This painting appears in an old black and white photograph in a plain, shallow scotia moulding, possibly gilded, of ambiguous date. Simple frames like this appear on paintings in the 19th century. The correspondence from A. J. L. McDonnell at the time of purchase in London makes no reference to the frame on the painting. McDonnell was aware of frames and would likely have commented if the painting had an original frame.
In the mid 1990s The River Nile, Van Diemen's Land, from Mr Glover's farm was reframed in a bevelled timber frame faced with thick rosewood veneer (see image above). The veneered frame was in part based on correspondence from 1833 related to the transportation of Glover's paintings to London, with frames made by his son, John Richardson Glover.
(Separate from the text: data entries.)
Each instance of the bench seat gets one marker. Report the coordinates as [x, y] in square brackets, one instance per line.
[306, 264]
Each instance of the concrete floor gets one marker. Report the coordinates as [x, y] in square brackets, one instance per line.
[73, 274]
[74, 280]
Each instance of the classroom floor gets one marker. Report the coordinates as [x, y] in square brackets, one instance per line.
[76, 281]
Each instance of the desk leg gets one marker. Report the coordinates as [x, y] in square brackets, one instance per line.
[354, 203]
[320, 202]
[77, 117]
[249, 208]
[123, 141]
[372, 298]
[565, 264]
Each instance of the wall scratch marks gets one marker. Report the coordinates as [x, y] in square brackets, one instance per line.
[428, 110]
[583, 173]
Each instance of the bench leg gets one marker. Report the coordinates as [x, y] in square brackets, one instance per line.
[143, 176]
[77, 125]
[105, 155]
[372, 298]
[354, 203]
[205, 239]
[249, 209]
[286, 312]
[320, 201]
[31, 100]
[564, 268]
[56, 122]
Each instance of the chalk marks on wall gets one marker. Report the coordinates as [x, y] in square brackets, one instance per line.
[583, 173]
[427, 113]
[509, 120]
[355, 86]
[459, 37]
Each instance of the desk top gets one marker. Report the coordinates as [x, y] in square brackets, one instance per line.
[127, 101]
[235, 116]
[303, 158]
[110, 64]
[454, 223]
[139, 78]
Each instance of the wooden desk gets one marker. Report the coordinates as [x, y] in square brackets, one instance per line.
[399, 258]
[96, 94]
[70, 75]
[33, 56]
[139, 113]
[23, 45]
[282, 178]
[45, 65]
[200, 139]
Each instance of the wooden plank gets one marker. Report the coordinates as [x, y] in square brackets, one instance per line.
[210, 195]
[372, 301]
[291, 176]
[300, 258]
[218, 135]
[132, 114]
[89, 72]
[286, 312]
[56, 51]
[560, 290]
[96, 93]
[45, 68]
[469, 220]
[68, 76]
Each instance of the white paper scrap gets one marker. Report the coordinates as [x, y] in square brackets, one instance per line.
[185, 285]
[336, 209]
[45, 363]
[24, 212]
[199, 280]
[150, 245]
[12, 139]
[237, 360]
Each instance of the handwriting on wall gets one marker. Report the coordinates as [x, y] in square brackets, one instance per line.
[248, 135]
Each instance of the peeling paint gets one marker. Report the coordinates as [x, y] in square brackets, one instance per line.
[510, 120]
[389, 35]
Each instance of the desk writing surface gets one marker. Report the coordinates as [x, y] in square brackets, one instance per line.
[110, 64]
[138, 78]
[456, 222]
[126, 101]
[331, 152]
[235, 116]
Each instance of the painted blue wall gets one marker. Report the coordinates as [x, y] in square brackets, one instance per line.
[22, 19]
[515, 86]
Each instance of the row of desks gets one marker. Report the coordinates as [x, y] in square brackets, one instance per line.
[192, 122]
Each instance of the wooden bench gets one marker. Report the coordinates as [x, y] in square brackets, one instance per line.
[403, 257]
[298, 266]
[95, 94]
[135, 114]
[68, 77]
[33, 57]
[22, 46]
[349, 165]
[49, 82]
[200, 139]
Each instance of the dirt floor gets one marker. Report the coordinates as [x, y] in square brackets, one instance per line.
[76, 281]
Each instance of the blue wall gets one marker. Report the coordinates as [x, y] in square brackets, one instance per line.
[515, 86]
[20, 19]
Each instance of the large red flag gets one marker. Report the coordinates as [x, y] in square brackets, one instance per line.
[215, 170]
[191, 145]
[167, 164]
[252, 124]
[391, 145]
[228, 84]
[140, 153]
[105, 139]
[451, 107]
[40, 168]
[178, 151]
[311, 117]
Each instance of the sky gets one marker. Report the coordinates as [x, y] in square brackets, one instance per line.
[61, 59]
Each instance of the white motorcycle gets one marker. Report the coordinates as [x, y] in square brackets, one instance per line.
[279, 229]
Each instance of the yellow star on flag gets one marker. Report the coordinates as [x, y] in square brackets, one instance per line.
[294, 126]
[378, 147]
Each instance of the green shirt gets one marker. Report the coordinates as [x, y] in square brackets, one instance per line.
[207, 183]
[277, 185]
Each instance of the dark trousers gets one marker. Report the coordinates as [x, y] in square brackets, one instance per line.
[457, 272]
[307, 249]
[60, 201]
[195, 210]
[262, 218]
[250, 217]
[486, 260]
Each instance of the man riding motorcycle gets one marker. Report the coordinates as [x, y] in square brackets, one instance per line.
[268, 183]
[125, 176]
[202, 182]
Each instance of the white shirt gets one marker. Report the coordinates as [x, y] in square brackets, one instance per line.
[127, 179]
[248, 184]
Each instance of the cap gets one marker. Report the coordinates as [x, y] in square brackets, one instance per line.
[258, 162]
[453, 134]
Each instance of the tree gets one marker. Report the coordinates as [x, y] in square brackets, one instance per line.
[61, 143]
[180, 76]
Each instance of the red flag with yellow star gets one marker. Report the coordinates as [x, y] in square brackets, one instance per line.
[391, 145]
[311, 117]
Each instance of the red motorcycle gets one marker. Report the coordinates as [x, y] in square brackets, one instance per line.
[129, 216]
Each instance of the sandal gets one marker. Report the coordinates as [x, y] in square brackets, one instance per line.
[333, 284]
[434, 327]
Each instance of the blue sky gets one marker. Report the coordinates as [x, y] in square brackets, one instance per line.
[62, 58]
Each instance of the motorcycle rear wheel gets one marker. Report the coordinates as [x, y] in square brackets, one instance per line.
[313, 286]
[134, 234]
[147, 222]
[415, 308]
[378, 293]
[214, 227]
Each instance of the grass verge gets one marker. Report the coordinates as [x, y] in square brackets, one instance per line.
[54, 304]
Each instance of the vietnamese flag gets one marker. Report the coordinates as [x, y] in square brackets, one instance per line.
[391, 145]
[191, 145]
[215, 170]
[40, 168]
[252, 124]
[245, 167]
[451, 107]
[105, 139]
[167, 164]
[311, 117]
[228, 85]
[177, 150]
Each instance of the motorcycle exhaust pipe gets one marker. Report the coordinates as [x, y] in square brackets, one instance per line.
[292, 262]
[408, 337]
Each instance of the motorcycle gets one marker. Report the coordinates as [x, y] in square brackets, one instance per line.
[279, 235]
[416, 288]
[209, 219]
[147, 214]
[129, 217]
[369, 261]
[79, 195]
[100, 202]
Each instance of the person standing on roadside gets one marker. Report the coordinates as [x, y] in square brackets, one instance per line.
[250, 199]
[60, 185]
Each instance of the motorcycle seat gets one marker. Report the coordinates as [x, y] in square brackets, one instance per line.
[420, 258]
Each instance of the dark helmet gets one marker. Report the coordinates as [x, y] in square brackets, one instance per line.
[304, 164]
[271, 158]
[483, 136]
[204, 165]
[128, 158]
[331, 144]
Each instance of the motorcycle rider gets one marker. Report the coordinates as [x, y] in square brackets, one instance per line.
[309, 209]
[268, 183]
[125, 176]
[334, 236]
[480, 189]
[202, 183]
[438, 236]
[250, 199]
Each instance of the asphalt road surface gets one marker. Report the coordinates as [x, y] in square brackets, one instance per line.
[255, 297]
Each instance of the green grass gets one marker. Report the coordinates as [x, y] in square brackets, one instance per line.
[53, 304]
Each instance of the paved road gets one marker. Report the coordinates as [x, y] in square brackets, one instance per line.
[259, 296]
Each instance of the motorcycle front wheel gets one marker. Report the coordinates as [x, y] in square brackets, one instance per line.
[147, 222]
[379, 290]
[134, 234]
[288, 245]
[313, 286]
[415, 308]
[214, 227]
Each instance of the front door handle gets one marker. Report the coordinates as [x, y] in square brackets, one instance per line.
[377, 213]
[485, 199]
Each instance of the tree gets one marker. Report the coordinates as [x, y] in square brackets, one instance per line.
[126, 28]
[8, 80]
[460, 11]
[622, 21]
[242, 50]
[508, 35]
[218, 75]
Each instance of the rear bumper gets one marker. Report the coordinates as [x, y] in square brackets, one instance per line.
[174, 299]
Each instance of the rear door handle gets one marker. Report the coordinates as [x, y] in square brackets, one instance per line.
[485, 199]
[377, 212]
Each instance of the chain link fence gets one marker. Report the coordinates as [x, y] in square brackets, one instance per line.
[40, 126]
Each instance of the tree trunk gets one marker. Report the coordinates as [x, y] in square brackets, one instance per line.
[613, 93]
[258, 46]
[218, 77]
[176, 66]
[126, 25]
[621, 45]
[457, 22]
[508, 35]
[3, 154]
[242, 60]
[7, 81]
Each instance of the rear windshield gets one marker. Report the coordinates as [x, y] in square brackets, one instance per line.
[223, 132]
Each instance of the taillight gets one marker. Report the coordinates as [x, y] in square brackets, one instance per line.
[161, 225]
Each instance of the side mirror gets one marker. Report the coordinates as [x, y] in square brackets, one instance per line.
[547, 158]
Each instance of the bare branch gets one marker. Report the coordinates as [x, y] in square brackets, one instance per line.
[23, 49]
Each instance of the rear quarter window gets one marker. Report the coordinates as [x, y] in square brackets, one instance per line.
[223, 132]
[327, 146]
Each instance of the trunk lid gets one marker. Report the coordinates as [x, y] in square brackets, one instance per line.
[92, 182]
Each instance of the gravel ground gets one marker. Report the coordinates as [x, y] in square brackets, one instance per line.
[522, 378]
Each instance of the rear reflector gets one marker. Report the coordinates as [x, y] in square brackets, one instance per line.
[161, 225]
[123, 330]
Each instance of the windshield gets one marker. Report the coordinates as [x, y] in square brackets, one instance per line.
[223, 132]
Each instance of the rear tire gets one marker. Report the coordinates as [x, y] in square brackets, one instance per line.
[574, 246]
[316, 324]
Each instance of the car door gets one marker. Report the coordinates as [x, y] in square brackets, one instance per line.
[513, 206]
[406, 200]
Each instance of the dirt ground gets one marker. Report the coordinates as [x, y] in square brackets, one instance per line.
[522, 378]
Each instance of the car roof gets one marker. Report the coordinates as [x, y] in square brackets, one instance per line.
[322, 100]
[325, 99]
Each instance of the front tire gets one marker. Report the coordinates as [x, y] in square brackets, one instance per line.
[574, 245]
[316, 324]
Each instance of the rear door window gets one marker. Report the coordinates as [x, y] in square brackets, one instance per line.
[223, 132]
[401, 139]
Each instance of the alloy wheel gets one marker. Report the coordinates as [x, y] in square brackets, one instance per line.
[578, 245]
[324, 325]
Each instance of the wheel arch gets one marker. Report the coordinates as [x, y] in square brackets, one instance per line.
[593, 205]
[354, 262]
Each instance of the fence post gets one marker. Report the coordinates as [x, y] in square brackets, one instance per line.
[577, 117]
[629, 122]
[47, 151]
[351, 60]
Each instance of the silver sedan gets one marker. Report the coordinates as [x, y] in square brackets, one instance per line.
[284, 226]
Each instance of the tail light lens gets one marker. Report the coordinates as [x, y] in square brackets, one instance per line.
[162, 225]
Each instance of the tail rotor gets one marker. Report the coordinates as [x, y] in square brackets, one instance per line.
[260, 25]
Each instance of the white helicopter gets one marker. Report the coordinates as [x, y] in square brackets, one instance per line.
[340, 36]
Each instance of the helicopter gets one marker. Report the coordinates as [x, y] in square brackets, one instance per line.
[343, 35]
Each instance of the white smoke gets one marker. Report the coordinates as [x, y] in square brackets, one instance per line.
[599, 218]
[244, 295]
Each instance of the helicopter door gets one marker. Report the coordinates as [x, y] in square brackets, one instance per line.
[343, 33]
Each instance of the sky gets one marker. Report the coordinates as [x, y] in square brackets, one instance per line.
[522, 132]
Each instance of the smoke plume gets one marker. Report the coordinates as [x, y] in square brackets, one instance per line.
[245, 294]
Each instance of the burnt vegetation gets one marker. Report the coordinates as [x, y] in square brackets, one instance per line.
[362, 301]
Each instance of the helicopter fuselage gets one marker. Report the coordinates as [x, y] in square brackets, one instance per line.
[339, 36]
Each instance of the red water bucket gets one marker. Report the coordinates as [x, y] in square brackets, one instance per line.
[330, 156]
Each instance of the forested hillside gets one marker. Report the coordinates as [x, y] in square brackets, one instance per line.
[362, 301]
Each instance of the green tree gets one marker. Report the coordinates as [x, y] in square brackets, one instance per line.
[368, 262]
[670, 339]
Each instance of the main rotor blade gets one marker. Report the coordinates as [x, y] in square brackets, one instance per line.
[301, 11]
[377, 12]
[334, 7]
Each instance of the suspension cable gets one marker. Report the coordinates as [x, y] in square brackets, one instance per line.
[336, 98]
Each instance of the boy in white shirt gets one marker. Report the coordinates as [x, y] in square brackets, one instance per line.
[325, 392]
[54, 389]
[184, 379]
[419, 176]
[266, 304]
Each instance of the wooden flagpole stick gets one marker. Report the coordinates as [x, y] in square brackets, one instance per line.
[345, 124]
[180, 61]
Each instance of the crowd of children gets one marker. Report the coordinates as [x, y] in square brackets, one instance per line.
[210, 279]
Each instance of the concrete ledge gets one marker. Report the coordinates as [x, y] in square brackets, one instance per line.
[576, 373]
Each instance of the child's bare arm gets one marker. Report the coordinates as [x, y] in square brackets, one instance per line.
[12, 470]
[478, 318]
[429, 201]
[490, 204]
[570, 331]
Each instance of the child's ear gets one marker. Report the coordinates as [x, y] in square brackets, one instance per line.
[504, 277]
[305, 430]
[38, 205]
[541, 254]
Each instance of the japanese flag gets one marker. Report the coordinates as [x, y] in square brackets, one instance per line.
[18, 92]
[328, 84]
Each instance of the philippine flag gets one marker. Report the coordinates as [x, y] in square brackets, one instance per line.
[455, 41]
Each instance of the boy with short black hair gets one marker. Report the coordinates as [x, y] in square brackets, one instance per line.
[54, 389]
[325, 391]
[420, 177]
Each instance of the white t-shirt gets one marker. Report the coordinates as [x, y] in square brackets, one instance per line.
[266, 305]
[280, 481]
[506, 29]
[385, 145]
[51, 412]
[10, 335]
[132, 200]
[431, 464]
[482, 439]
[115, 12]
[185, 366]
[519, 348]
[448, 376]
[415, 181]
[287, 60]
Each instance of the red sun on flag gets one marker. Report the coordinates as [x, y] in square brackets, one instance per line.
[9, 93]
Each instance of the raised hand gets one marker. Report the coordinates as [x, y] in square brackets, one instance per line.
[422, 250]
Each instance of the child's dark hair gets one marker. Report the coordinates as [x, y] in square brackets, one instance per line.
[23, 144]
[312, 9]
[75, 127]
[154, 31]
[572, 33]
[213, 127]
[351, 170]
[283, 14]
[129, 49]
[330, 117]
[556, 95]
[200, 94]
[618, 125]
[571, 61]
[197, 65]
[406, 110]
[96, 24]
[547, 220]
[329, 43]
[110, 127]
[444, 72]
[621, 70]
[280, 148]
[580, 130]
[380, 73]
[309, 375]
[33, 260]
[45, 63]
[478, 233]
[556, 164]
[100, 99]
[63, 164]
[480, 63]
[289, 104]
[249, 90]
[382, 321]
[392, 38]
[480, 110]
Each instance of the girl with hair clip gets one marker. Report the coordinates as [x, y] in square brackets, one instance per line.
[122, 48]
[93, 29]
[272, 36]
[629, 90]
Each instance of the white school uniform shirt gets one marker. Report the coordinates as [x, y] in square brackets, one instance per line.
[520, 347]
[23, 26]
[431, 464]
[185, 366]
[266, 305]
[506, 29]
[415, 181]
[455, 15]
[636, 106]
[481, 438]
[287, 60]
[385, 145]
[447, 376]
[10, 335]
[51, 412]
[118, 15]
The decision to reframe the painting again - just 10 years later reflected the increasing awareness of the frames used on paintings by Glover augmented by the exhibition that toured Australia in 2004.
The new reproduction frame was based on a frame bearing the stamp of William Wilson in a private collection, and similar frames in the collections of the Queen Victoria Museum and Art Gallery, Launceston, and the Tasmanian Museum and Art Gallery, Hobart. Two reproductions of this frame were made, the other used on Glover’s Mountain torrent (2004.179).
Moulds of the ornaments were taken from the Wilson frame in the private collection mentioned above and the Wilson frame on Mount Wellington with Orphan Asylum, Van Diemen's Land, in the NGV collection.